Preparative thin layer chromatography

3.4 IDENTIFICATION

3.4.1 Gas chromatography-mass spectrometry (GCMS)

GCMS analysis was performed on fraction E1 using Network Gas Chromatography System (Agilent Technologies 6890) and Inert Mass Selective Detector (Agilent Technologies 5975) (70eV direct inlet) on a HP-5MS (5 % phenyl methyl siloxane) capillary column (30 m x 250 µm x 0.25 µm) initially set at 150 ºC, then programmed to 300 ºC at 5 ºC min^-1 and held for 10 minutes at 300 ºC using helium as the carrier gas. The total ion chromatogram obtained was autointegrated by chemstation and the constituents were identified by comparison with the accompanying mass-spectra database (NIST 05 Mass Prectral Library, USA) wherever possible.

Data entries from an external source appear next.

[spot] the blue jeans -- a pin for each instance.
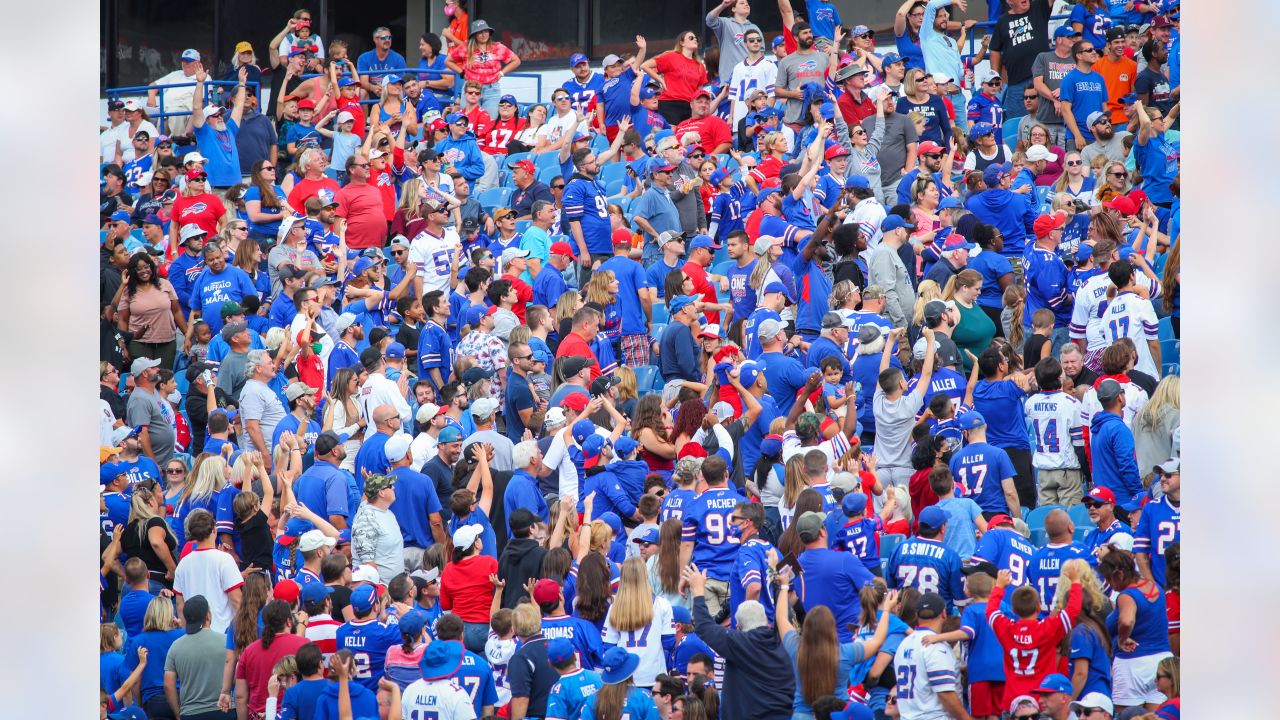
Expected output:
(1014, 105)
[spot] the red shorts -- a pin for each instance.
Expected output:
(984, 698)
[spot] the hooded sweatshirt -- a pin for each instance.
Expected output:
(1111, 451)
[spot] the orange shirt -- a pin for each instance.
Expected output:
(1120, 77)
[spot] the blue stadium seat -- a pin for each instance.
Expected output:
(1079, 515)
(1036, 518)
(494, 197)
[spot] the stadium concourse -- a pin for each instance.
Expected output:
(818, 374)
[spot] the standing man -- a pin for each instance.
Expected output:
(1018, 39)
(731, 35)
(150, 411)
(1083, 91)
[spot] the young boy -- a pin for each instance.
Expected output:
(964, 516)
(986, 670)
(832, 390)
(1038, 343)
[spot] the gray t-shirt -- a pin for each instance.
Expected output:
(1051, 69)
(1111, 149)
(197, 660)
(149, 409)
(728, 33)
(796, 69)
(231, 373)
(899, 132)
(260, 402)
(894, 423)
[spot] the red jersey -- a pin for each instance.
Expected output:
(205, 209)
(524, 296)
(1031, 645)
(494, 141)
(713, 131)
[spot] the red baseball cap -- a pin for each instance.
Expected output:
(928, 147)
(1046, 224)
(1102, 495)
(287, 589)
(576, 402)
(621, 236)
(1001, 519)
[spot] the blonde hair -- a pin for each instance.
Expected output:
(159, 615)
(632, 605)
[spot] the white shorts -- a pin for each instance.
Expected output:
(1133, 680)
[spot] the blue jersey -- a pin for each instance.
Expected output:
(750, 568)
(570, 693)
(584, 636)
(860, 538)
(833, 579)
(369, 641)
(1046, 565)
(927, 565)
(1160, 524)
(1006, 550)
(707, 525)
(581, 96)
(986, 655)
(1087, 645)
(981, 468)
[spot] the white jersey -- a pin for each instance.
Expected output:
(433, 256)
(1055, 418)
(1134, 397)
(746, 78)
(923, 671)
(645, 642)
(378, 390)
(1133, 317)
(438, 700)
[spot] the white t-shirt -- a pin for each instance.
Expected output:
(439, 700)
(210, 573)
(645, 642)
(923, 671)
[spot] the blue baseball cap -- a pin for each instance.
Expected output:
(979, 130)
(854, 504)
(892, 222)
(364, 598)
(560, 650)
(625, 446)
(932, 518)
(316, 592)
(680, 302)
(702, 241)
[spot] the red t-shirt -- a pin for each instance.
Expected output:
(204, 209)
(682, 76)
(365, 213)
(256, 664)
(575, 345)
(465, 588)
(307, 188)
(703, 286)
(713, 131)
(524, 295)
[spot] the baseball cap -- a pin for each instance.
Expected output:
(929, 606)
(932, 518)
(809, 525)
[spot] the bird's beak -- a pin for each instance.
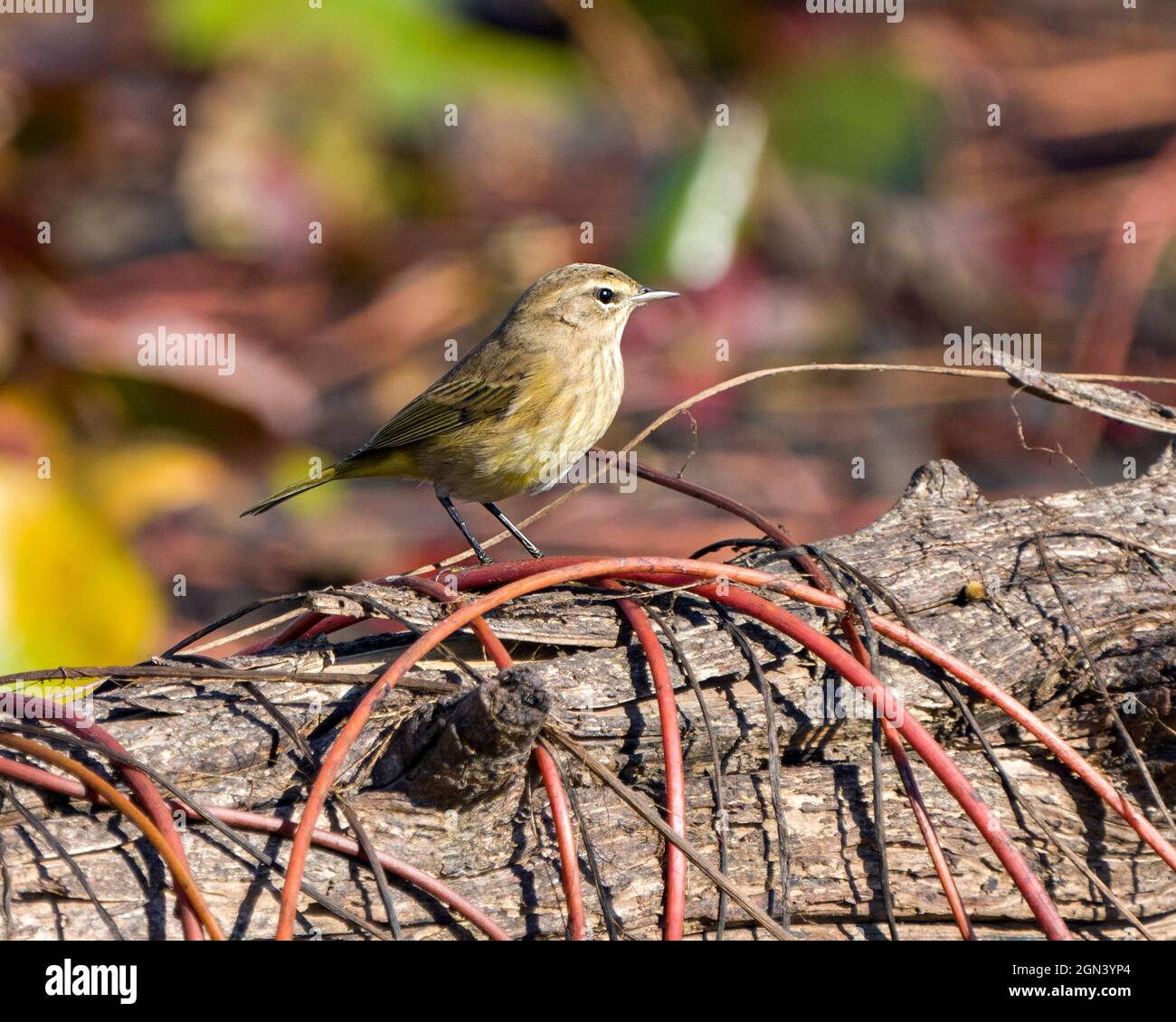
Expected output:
(647, 294)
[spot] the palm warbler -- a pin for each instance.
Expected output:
(518, 410)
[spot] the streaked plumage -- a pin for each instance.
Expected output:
(545, 384)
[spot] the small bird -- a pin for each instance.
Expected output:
(520, 410)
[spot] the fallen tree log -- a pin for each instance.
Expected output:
(442, 776)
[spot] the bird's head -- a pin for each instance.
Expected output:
(586, 296)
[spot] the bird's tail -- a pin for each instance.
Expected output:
(294, 489)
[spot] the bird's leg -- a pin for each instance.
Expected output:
(477, 547)
(528, 546)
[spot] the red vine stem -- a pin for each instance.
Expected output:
(932, 752)
(671, 752)
(556, 798)
(93, 781)
(928, 748)
(35, 776)
(148, 798)
(896, 633)
(902, 761)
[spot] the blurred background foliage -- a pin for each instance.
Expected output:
(120, 485)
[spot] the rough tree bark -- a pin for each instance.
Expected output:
(443, 780)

3.4.2 Nuclear magnetic resonance spectroscopy (NMR)

All the NMR experiments were performed on a JEOL 400MHz NMR spectrometer that install with the JEOL Delta software. Subfractions sub4b_4 and sub4b_6 were dissolved in deuterated chloroform and ¹H, ¹³C and ¹H-¹H-COSY spectra were collected. The internal standard for ¹H NMR was TMS (δ: 0.00) and ¹³C was CDCl3 (δ: 77.00).

3.4.3 Liquid chromatography-mass spectrometry (LC/MS/MS)

LC/MS/MS analysis were carried out on subfractions sub4b_4 and sub4b_6 by using the instrument Applied Biosystems 3200Q Trap LCMS/MS with Shimadzu ultra pure liquid chromatography (UPLC) system. Full scan with MS/MS data collection was used. Positive ionization mode was set. The column that was used is Phenomenex Aqua C-18 with dimension 50.0 mm x 2.0 mm x 5.0 µM. Rapid screening was performed with 10 min run time.